Innovation needs process change

Innovation needs process change

change aheadJeffrey Philips currently wrote a nice piece titled “Innovate your processes before innovating your products” over on his excellent Innovate on Purpose blog. In that article, Jeffrey argues that before a company can innovate its products/services, it must innovate its processes if it hopes to build a sustainable edge via innovation over its competition.

When I read Jeffrey’s post, I found myself nodding at everything he wrote. While the need to focus on innovation in your product / service line is a real one, many organizations completely miss the need to look at process change to support these innovations.

Jeffrey provides a good example in his article on why process change is needed. He writes:

..most product development processes do a poor job allocating resources and establishing priorities, and are bogged down with poorly defined projects and inadequate staffing levels.  It’s exceptionally rare for products to exit the process on time and on budget.

Anyone that has been involved in an type of project management or product management role will immediately agree with the above statement. Heck..anyone in IT will immediately agree with this statement.   There’s never enough people or resources to do everything, yet it feels like everyone is asked to do everything…and do it now.

In addition to the resource issue, there are many organizations with outdated and ill-informed processes for getting things done.

I recall an IT group in the not too distant past (we are talking 2008-2009 time-frame) that required a change request to be manually filled out with pen/paper and then handed to a secretary.
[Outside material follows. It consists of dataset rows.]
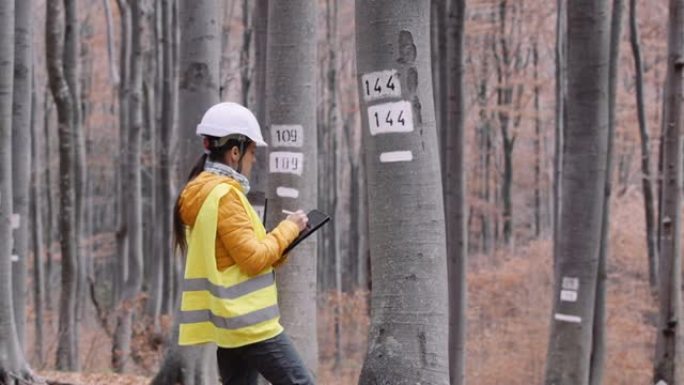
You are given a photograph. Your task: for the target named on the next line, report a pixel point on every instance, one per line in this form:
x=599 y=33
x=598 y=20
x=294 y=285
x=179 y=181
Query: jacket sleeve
x=238 y=237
This secretary would then take the change request form around to get signatures from the necessary people and then FAX the change request to the change management team.  Mind you…this team was located in the same building, yet they required a faxed copy of the change request.

The above example might seem like an outlier (and maybe it is) but I’ve run across many outliers like this in my career. Companies are so focused on the new and innovative that they forget to look internally at their own processes.

In order to truly innovate your product and/or service line, you need to look at your own processes first. It may not be as ‘sexy’ as building that new product, but its just as important (or maybe even more important) than that new product.

Back to the example I provided earlier. That company could not have delivered an innovative product or service and sustained that product/service.. In fact, they tried a few different things and even started an ‘innovation group’ to focus on innovation but the majority of ideas that came from this group where stonewalled by the arcane processes found within the company. It wasn’t just the IT group that had out of date processes…every part of the organization needed to have some process re-engineering done. Ultimately, this organization had to step back and rethink many of their internal and back-end processes before they could focus on innovation.

Processes are the lifeblood of an organization. If you don’t step back and take a look at your processes, your innovative ideas might just suffer.